Students in the class of Peter practice the addition and multiplication of integer numbers.The teacher writes the numbers from $1$ to $9$ on nine cards, one for each number, and places them in an ballot box. Pedro draws three cards, and must calculate the sum and the product of the three corresponding numbers. Ana and Julián do the same, emptying the ballot box. Pedro informs the teacher that he has picked three consecutive numbers whose product is $5$ times the sum. Ana informs that she has no prime number, but two consecutive and that the product of these three numbers is $4$ times the sum of them. What numbers did Julian remove?

Given a triangle $ABC$, with right $\angle A$, we know: the point $T$ of tangency of the circumference inscribed in $ABC$ with the hypotenuse $BC$, the point $D$ of intersection of the angle bisector of $\angle B$ with side AC and the point E of intersection of the angle bisector of $\angle C$ with side $AB$ . Describe a construction with ruler and compass for points $A$, $B$, and $C$. Justify.

Arnaldo and Bernardo play a Super Naval Battle. Each has a board $n \times n$. Arnaldo puts boats on his board (at least one but not known how many). Each boat occupies the $n$ houses of a line or a column and the boats they can not overlap or have a common side. Bernardo marks $m$ houses (representing shots) on your board. After Bernardo marked the houses, Arnaldo says which of them correspond to positions occupied by ships. Bernardo wins, and then discovers the positions of all Arnaldo's boats. Determine the lowest value of $m$ for which Bernardo can guarantee his victory.

Let $ABCD$ be a convex quadrilateral such that your diagonals $AC$ and $BD$ are perpendiculars. Let $P$ be the intersection of $AC$ and $BD$, let $M$ a midpoint of $AB$. Prove that the quadrilateral $ABCD$ is cyclic, if and only if, the lines $PM$ and $DC$ are perpendiculars.

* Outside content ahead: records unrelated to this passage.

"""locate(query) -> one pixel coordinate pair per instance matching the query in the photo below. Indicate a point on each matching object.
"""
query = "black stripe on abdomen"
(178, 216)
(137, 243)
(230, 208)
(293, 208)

Consider the set $A = \{1, 2, ..., n\}$. For each integer $k$, let $r_k$ be the largest quantity of different elements of $A$ that we can choose so that the difference between two numbers chosen is always different from $k$. Determine the highest value possible of $r_k$, where $1 \le k \le \frac{n}{2}$

Let $n$ a positive integer, $n > 1$. The number $n$ is wonderful if the number is divisible by sum of the your prime factors. For example; $90$ is wondeful, because $90 = 2 \times 3^2\times 5$ and $2 + 3 + 5 = 10, 10$ divides $90$. Show that, exist a number "wonderful" with at least $10^{2002}$ distinct prime numbers.